À la porte de ma tante, il sauta de la chaise, et monta précipitamment, sans penser à moi. Il revint sur-le-champ m’en faire des excuses. Il salua ma tante. «Où est il? ajouta-t-il aussitôt; son nom, sa demeure, je vous en prie? – Hélas! monsieur, je l’ignore! – Mort et furie! je saurai bien le trouver, moi! – Voyez M. Gaudet! – Ah oui! c’est vrai!… Où est-il?… Je sais son adresse: j’y cours.» Il y courait.

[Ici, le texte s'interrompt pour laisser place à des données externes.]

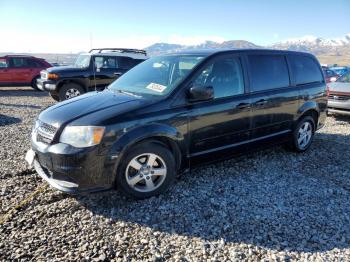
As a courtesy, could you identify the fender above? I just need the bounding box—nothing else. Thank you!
[110,123,187,165]
[296,100,320,120]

Il revint. «Par où faut-il passer en sortant d’ici? – On va vous y conduire, lui dit ma tante; Martine, où est ce jeune homme? – Le jeune homme, le jeune homme; votre Martine me ferait sécher.» Il part. Il vole. Il poussait devant lui son guide. Enfin, il arrive chez M. Gaudet.

«Celui-ci, en l’apercevant, court à lui, l’embrasse, veut lui montrer Laure. Edmond ne lui répond pas. Il interroge: «Son nom, sa demeure: allons retrouver? – Crois-tu qu’il est sous notre main? répond son ami. Il faut de la prudence, de l’adresse… – Et il a ma sœur!… Enfer et rage! il a ma sœur! – Va, nous lui ferons payer cher son audace! Payer! payer! Il faut l’anéantir… – Rapporte-t’en à moi! – À toi!… il est vrai! – Mais il faut dissimuler: s’il entend parler de ton arrivée, de tes menaces, c’est un homme riche, puissant, il se cachera si bien, que nous ne le découvrirons jamais; et il pourrait d’ailleurs, d’après quelques imprudences, te faire arrêter. – Me faire arrêter! je l’en défie, lui et toute cette grande ville! – Un peu de calme! Il faut m’écouter, si tu veux agir. Ignorant tout, que veux-tu faire?… Salue au moins ta cousine… – Ah! il est vrai! Bonjour, ma chère Laure!… Comme elle est embellie!… Mort et furie! ma sœur! – Calme-toi!… Ursule est une ravissante personne. – Ah! le scélérat! où est-il! – Si bien caché, que toutes mes recherches, et celles de la police même n’ont encore pu le découvrir. – L’abominable homme! oh! je le tiendrai! je le tiendrai! – L’assassineras-tu? -…Moi! moi!… Le Ciel m’en préserve! nous nous battrons; je le tuerai, ou il me tuera: si je le tue, je serai vengé; s’il me tue, sa vilaine âme aura un crime de plus à se reprocher, le mépris, et la haine de tout l’univers. Je ne puis que le punir, et je le punirai. – Le plus pressé, je crois, est de tâcher de délivrer ta sœur? – Ah! il est vrai! allons, allons, cherchons! Allons donc! que faisons-nous ici? – Demain, je compte avoir des nouvelles. Demain! demain! ah! mon cher Gaudet! sur le gril jusqu’à demain!… Voilà leur conversation, qui fut dix fois répétée. Heureusement que dès le lendemain, on te retrouva: car Edmond, à ce que dit M. Gaudet lui-même, aurait donné plus d’embarras que ta recherche.

«À présent, ma chère Ursule, j’ai d’autres craintes. Edmond est concentré: il ne parle plus du marquis, il contraint tous ses mouvements; il ne laisse rien percer au dehors de ses sentiments; il se livre même à une sorte de dissipation. Mais je le connais; il est capable de dissimuler, lorsque ses premiers mouvements sont calmés. Nous allons partir. M. Gaudet compte le garder ici. Je ne sais qu’en penser: sans ma faiblesse, je m’y opposerais. Mais après ce qui est arrivé, il faut qu’il reste. Depuis quelques jours, je le revois comme il était avant ton malheur; il reprend les mêmes sentiments à mon égard; il les exprime de même… Il faut qu’il reste!… Mais que de craintes m’assaillent pour lui! Cette ville, Gaudet, le marquis, tout m’épouvante, et point de remède!… Il me disait hier, en regardant Fanchette: «Qu’elle est charmante! je l’aurais adorée, si… elle n’avait pas eu de sœur!» Tu vois qu’il ne veut plus être mon beau-frère, et que ses vues sont changées… D’ailleurs, ma délicatesse répugne à ce mariage. Le but de cette longue confidence, ma chère Ursule, est pour te dire, qu’il ne se fera jamais; qu’il ne saurait plus se faire.».

«Pourquoi? ai-je dit: il me semble, qu’il vaudrait mieux sacrifier un peu de délicatesse, et donner à mon frère un moyen de régler ses sentiments, pour vous, ma respectable amie? – Non, ma chère Ursule: je porte dans mon sein l’empêchement à ce nœud si désiré.».